Chapter 8, Problem 8.45P

To determine

(a)

The value of K for which the cavitation will begin at surface.

Answer to Problem 8.45P

The value of K for which the cavitation will begin at surface is $K_{cavitation}=4.4{\text{m}}^{\text{2}}\text{/s}$.

Explanation of Solution

Given information:

Free stream velocity $U_{\infty }=6\text{m/s}$

The value of pressure outside the boundary layer $p_{\infty }=200\text{kpa}$

The density of water at 20° C = $\rho =998\frac{kg}{m^3}$

The vapor pressure of water at 20° C = $p_{vap}=2337pa$

Calculation:

The expression of velocity at the surface is given by

$V_{surf}=-2U_{\infty }\sin \theta +\frac{K}{0.5}$

Putting the values,

$V_{surf}=-2\times 6\sin \theta +\frac{K}{0.5}$

At the stagnation conditions the velocity becomes zero, at the stagnation point the pressure is $p_o=218000pa$ . At $\theta ={270}^o$, applying Bernoulli’s equation.

$p_0=p_{vap}+\frac{\rho }{2}{(V_{surf})}^2$

Putting the values in the equation:

$218000=2337+\frac{998}{2}\left(-2\times 6\times \sin \left(270\right)+\frac{K}{0.5}\right)$

From the above equation, the value of K is $K_{cavitation}=4.4{\text{m}}^{\text{2}}\text{/s}\text{.}$

Conclusion:

Thus, the value of K for which the cavitation will begin at surface is $K_{cavitation}=4.4{\text{m}}^{\text{2}}\text{/s}$.

To determine

(b)

The point where the cavitation will begin.

Answer to Problem 8.45P

The cavitation will begin at the point where the pressure is lowest.

Explanation of Solution

A point in the fluid flow where pressure drops to such a value that it becomes equal to the atmospheric pressure is called the point of cavitation. The pressure is lowest at this point in the fluid flow.

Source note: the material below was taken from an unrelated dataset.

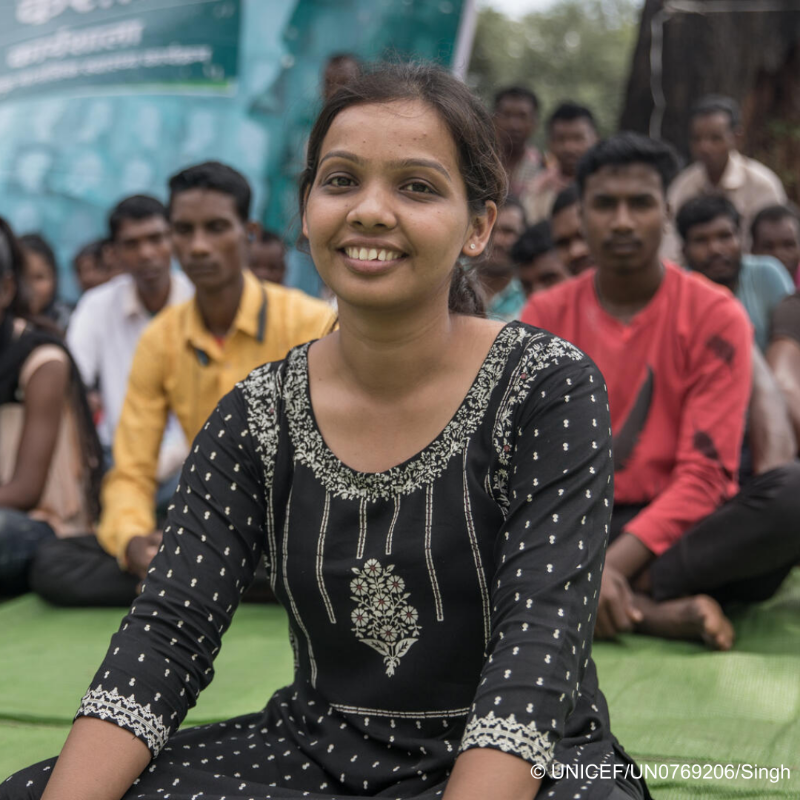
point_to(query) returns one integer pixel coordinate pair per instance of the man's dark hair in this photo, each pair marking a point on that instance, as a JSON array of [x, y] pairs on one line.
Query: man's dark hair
[[624, 150], [517, 93], [91, 250], [775, 213], [137, 208], [534, 242], [215, 177], [36, 243], [266, 236], [564, 199], [717, 104], [703, 209], [569, 112]]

In present fluid flow the pressure drops to the lowest value at the bottom most shoulder. The value of angle at this point is $\theta ={270}^o$.

To determine

(c)

The place of stagnation points.

Answer to Problem 8.45P

The stagnation points lie at two locations ${\theta }_{stag}={47}^o\text{and}{133}^o$

Explanation of Solution

Given information:

Free stream velocity $U_{\infty }=6\text{m/s}$

The value of pressure outside the boundary layer $p_{\infty }=200\text{kpa}$

The density of water at 20° C = $\rho =998\frac{kg}{m^3}$

The vapor pressure of water at 20° C = $p_{vap}=2337pa$

Calculation:

The expression of velocity at the surface is given by:

$V_{surf}=-2U_{\infty }\sin \theta +\frac{K}{0.5}$

Putting the values,

$V_{surf}=-2\times 6\sin \theta +\frac{K}{0.5}$

At the stagnation conditions the velocity becomes zero, at the stagnation point the pressure is $p_o=218000pa$ . At $\theta ={270}^o$, applying Bernoulli’s equation:

$p_0=p_{vap}+\frac{\rho }{2}{(V_{surf})}^2$

Putting the values in the equation:

$218000=2337+\frac{998}{2}\left(-2\times 6\times \sin \left(270\right)+\frac{K}{0.5}\right)$

From the above equation, the value of K is $K_{cavitation}=4.4{\text{m}}^{\text{2}}\text{/s}$

Now, from the value of K, the location of stagnation points can be found from the following equation:

$\sin {\theta }_{stag}=\frac{K}{2U_{\infty }a}$

Now, putting values in the above equation gives:

$\sin {\theta }_{stag}=\frac{4.4}{2\times 6\times 0.5}=0.732$

This gives two values of angle ${\theta }_{stag}={47}^o\text{and}{133}^o$.

Conclusion:

Thus, stagnation points lie at two locations ${\theta }_{stag}={47}^o\text{and}{133}^o$.